セミパラチンスク核実験場に隣接した核実験におけるかつての中心都市であったクルチャトフ市

セミパラチンスク核実験場に隣接した核実験におけるかつての中心都市であったクルチャトフ市

Aleksandr Lyskin/Sputnik
 ソ連は、アメリカと同様に、核兵器を産業目的などで積極的に「平和利用」しようとした。いわゆる「平和的核爆発」だ。しかし、その結果はまさに「百害あって一利なし」だった。

1. 1965年、ソ連は、プログラム「国民経済計画のための核爆発」を始動させた。
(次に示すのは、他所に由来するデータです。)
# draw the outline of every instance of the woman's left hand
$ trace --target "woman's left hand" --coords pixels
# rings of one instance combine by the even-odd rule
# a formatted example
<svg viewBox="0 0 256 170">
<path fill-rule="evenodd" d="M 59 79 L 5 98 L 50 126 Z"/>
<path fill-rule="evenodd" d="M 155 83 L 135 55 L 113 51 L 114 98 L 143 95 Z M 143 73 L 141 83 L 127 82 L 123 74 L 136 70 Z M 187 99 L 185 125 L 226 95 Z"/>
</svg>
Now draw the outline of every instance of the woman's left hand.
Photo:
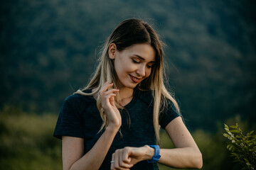
<svg viewBox="0 0 256 170">
<path fill-rule="evenodd" d="M 154 154 L 154 149 L 148 145 L 117 149 L 112 154 L 111 169 L 128 170 L 139 162 L 151 159 Z"/>
</svg>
これは、地球最恐の兵器を平和目的で使おうとするもので、その枠内で、124回の「産業地下核爆発」が行われた。その目的は、河川をつなぐための人工貯水池と運河の建設や、有用鉱物資源の探索と採掘などだ。地下での爆発により、地表の放射能拡散と環境汚染を避けられると想定されていた。

チャガン核実験

2. ソ連は、核兵器を「平和利用」した唯一の国ではなく、また最初の国でさえなかった。1957年~1973年に米国では、いわゆる「Project Plowshare」が実施され、その間に米国内で27の「産業核爆発」が行われている。 

セミパラチンスク核実験場で放射線の測定

3.「産業核爆発」のために、ソ連軍が保有していた核兵器を使ったほか、「純度」を増したタイプも特別に開発された。これは、兵器用よりは、放射線による危険性が低かった。

核爆発による影響

4. ソ連最初の地下産業核爆発は、1965年1月15日に、カザフスタンのチャガン川の氾濫原で引き起こされた。その結果、直径約500、深さ最大100メートルの漏斗状の巨大穴が生まれた。それが河床につながり、春の大水が溜まって、人工貯水池が出現した。
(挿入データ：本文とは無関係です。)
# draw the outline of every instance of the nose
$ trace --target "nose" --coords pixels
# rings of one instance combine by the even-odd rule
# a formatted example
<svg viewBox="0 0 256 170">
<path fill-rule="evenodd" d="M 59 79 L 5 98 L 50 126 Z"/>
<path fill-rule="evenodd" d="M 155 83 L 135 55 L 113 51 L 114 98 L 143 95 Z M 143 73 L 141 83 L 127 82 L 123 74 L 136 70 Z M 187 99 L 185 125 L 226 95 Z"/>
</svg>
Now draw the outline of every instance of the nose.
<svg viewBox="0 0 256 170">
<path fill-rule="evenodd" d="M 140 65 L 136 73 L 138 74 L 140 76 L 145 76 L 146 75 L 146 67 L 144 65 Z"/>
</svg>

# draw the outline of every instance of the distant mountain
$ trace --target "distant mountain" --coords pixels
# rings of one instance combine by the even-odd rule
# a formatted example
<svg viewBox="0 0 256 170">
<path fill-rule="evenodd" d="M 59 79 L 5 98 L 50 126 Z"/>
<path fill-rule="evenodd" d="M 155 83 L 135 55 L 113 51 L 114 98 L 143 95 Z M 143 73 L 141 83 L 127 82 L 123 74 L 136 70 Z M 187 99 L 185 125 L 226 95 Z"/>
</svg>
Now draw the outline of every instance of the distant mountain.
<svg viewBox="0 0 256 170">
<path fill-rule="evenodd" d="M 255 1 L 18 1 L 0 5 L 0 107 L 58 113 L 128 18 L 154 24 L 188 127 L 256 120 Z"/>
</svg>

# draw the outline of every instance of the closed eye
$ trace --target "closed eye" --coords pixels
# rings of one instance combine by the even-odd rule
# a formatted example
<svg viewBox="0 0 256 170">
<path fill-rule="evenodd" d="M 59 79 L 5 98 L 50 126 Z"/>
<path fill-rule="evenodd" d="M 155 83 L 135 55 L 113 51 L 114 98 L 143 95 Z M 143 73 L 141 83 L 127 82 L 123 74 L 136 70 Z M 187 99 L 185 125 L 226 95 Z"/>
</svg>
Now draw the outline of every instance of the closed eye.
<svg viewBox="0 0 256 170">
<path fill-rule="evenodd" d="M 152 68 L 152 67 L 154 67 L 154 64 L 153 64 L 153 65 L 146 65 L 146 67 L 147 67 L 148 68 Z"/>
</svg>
 「この『奇跡の湖』は不気味な印象を与えた。それは放射能のせいではない(放射能のレベルは、湖の土手の部分ではかなり高かった)。不気味だったのは、黒ずんだ水面と、周囲の生気のない、何というか暗鬱な土の塊のせいだ。地球の内部が裏返しになっていた」。核物理学者ヴィクトル・ミハイロフはこう回想している。彼は、爆発の1年後にこの人工貯水池を訪れている。

5. こうした「湖」は、農業用水(灌漑、牧畜など)の水源となるはずだった。カザフスタンの領域全体で、40以上の貯水池の建設が計画されていた。
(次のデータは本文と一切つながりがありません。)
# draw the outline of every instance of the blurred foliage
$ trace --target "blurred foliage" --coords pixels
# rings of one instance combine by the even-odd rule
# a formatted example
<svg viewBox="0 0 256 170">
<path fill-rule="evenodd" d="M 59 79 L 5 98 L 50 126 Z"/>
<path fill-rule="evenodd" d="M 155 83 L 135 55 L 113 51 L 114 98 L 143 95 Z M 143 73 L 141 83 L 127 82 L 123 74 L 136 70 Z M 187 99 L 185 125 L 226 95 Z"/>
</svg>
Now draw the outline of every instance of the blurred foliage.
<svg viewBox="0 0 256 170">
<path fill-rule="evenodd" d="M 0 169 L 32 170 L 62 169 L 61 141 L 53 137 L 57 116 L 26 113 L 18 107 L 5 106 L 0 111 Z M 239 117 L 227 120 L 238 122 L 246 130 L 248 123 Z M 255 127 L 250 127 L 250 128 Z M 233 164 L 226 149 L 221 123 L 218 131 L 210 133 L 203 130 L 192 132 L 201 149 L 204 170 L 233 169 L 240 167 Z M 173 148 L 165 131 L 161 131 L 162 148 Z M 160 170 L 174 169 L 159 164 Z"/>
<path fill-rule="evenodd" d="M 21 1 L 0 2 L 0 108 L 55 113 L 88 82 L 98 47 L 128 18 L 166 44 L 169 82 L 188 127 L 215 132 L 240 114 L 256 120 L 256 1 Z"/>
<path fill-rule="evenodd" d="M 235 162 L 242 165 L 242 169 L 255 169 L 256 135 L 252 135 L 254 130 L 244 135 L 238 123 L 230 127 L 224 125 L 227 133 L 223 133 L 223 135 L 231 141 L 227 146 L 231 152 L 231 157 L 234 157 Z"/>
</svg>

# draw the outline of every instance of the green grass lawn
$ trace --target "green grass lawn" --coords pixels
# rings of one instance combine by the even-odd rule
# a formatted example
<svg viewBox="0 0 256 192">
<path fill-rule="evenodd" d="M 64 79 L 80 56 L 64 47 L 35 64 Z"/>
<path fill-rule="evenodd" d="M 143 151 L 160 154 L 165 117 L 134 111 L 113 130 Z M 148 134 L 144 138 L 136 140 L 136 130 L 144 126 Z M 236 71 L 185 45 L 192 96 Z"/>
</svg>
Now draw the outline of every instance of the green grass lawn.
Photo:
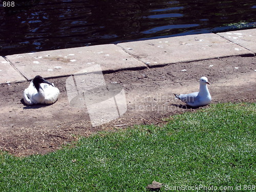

6. 数年間、チャガン湖の放射能汚染のレベルが観測された。36種の魚(アマゾンのピラニアまでそこに含まれていた)、150種の植物、数十種の軟体動物、両生類、爬虫類、哺乳類が、ここに持ち込まれた。しかし、その90%は生き残れなかった。残存した生物にも、さまざまな種類の突然変異が見られた。例えば、体重34キロの巨大な淡水ザリガニが湖で捕獲されている。 

セミパラチンスク核実験場にある人工貯水池

7. 現在、チャガン湖は、カザフスタン政府によって、核実験の影響がとくに大きい地域のリストに含められている。水中の放射性物質のレベルは、許容値の数百倍にものぼるため、飲用や農地の灌漑には適さない。にもかかわらず、地元住民は、ここで家畜に水を飲ませるのを止めようとしない。

チャガン湖

8. 核爆発でできた人工貯水池のなかには、もっと成功したものもある。この湖は、ウラル山脈西側のふもとに位置するペルミ地方北部にあり、「核湖」という。名前はいかにもだが、ここの放射能レベルはだいたい基準値内なので、その点では、名前は実態にそぐわない。湖は、地元の釣り人やキノコ狩りをする人のお気に入りの場所になっている。

ペルミ地方の「核湖」

9. もちろん、ソ連における産業核爆発がすべて順調にいったわけではなく、数回は、地表に放射性物質が放出されている。これらのケースの中で最も有名なのは、プロジェクト「グローブス(地球)-1」の失敗だ。これは、「イワノヴォのヒロシマ」として歴史に残っている。

 1971年9月19日、「赤の広場」からわずか363キロの中央ロシアで、シャチ河岸での地下爆発が失敗し、近隣地域が放射能で汚染された。その後数年間で、イワノヴォ州の複数の集落では、癌の罹患が急激に増えた。

 当局は、部分的に除染を行ったものの、シャチ河岸の放射性土壌の除去は、2010年代半ばまで続いた。

10. あらゆる予防策にもかかわらず、産業核爆発中に有用鉱物と環境の放射線汚染を避けることはできなかった。1988年、ソ連は「平和的核爆発」の実施をやめた。今日、それは、国際条約によって世界中で禁止されている。